Even better would be to be able to predict what will work best for a given person. "There are three reasons to eat: hunger, reward, and stress," says Robert Lustig, a pediatric endocrinologist and the director of the Weight Assessment for Teen and Child Health program at the University of California–San Francisco. And, he says, different areas of the brain are involved with each of those reasons: A region of the hypothalamus is tied to hunger, the nucleus accumbens to reward, and the amygdala to stress. An individual might have problems with one, two, or all three. "Until you determine which is the problem, you're not going to know how to target therapy appropriately," he says. Trouble is, there's no good screening tool to help doctors prescribe the correct treatment for patients.
In the interim, Madelyn Fernstrom has some basic suggestions. Orlistat, for example, only blocks the absorption of fat. So if your vice is fat-free SnackWells or soda, it's not likely to be helpful. On the other hand, if you eat out a lot and consume a lot of hidden fat, it may be just the ticket. If the root of your problems comes down to mood, a drug that includes bupropion may help. And sibutramine, she says, can really help you get better control of your eating if you're the type of person who gets very hungry and, as a result, makes poor food choices. It's not clear who might benefit best from the drugs in development; obviously, the companies would like everyone to use them. (Experts say Qnexa, with greater weight loss but questions about the side effects of its components, might be used by doctors in the seriously obese.)
So what's next with weight-loss drugs? Perhaps weight loss can be extended if we can get beyond or delay the current plateaus. "The reason that's happening is that the body is smarter than the brain," says Lustig. You can fool the brain with drugs into thinking that you're full, but "the body know there's less food coming in and reduces its rate of energy expenditure." (It's the same thing that happens when you go on a crash diet.) The mechanism behind that, says Lustig, is the body's response to leptin, a hormone produced by fat that tells the brain, "Enough food already; I've got enough food on board and stored." But when calories drop and fat is lost, leptin levels decline below a certain level, hunger persists (making it tough to resist food), and the body slows movement to conserve energy. Lustig believes one strategy—at least for a subset of people—is to reduce insulin, persistently high levels of which he believes block leptin's satiety action.
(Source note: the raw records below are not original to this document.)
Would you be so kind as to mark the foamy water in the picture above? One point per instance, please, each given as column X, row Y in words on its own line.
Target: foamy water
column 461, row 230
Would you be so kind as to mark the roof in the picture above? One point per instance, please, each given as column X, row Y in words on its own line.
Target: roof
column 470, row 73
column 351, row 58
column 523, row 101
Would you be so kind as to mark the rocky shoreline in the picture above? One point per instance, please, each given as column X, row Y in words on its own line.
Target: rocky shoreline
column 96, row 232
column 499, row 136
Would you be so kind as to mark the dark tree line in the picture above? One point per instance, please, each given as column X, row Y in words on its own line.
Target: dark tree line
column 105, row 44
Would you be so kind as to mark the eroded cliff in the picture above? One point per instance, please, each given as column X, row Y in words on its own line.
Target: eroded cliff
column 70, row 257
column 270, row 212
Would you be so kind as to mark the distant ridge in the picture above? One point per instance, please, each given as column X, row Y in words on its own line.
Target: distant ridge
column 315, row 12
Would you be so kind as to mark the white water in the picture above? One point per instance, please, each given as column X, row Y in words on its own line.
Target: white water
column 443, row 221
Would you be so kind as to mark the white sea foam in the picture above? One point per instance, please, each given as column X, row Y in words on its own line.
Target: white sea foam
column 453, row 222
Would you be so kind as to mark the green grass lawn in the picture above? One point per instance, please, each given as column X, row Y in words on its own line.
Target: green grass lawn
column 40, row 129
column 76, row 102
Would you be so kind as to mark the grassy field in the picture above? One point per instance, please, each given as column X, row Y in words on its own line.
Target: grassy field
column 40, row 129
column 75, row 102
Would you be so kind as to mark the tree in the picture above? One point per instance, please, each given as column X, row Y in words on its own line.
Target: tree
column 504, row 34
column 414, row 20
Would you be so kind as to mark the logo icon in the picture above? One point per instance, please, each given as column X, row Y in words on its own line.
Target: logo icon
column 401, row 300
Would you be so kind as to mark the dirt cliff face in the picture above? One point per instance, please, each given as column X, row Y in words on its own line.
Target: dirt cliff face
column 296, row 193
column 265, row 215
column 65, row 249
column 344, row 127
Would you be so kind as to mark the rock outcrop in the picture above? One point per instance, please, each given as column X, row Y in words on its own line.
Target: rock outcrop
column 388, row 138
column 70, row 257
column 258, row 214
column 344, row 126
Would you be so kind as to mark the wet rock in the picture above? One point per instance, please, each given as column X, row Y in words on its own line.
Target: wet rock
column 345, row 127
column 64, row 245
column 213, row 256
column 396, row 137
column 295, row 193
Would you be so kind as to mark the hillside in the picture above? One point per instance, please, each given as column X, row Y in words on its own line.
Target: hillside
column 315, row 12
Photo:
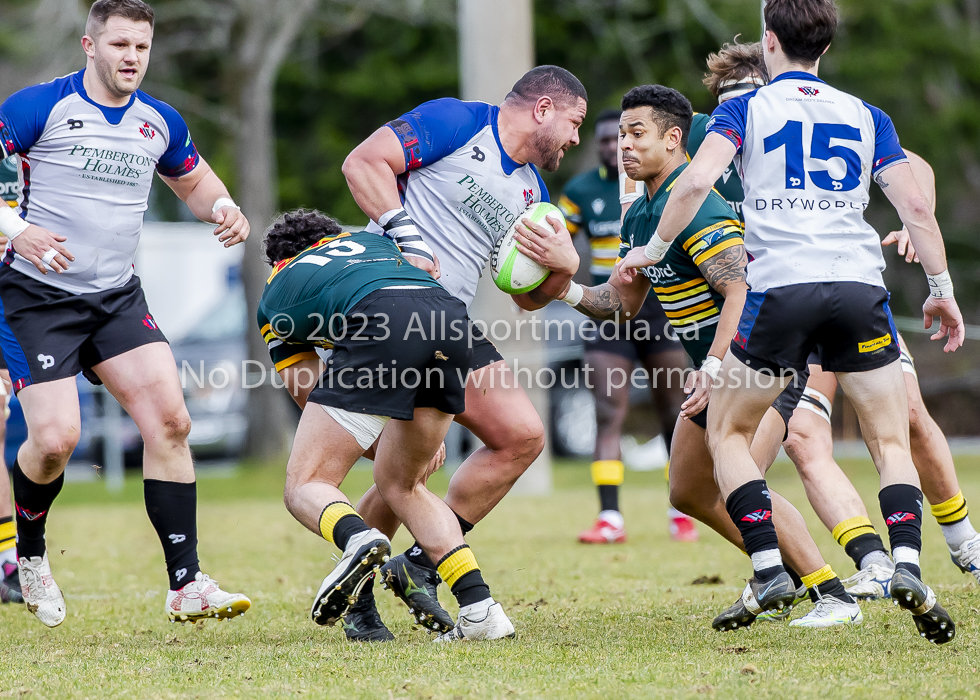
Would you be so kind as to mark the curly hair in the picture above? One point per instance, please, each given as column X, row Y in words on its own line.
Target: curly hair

A company called Amylin is working on an injectable drug that combines metreleptin, a slightly modified version of leptin, and pramlintide, a modified version of a hormone secreted by the pancreas that is involved with satiety. The two working in concert produced weight loss in animals and then in human studies, says Christian Weyer, vice president of medical development at Amylin. (Leptin alone hasn't proved successful as an obesity treatment.) "With the exception of very heavy individuals, we were able to see a marked reduction in body weight," he says. It's not yet clear whether the drug's effects might persist longer than those of others. The drug is heading for phase III trials.
Leibel, one of the scientists who discovered leptin in 1994, wonders if the entire approach to drugs might be tweaked. The hard part, as everyone knows, is not so much losing the weight via diet, exercise, or drugs but keeping it off. Key may be studying and then addressing the physiology of that weight-reduced state, he says, where the body is screaming with hunger and ratcheting down its energy expenditures. Cowley agrees. "A more fruitful avenue is to cause weight loss through diet and exercise and then use a drug to help maintain the loss," he says.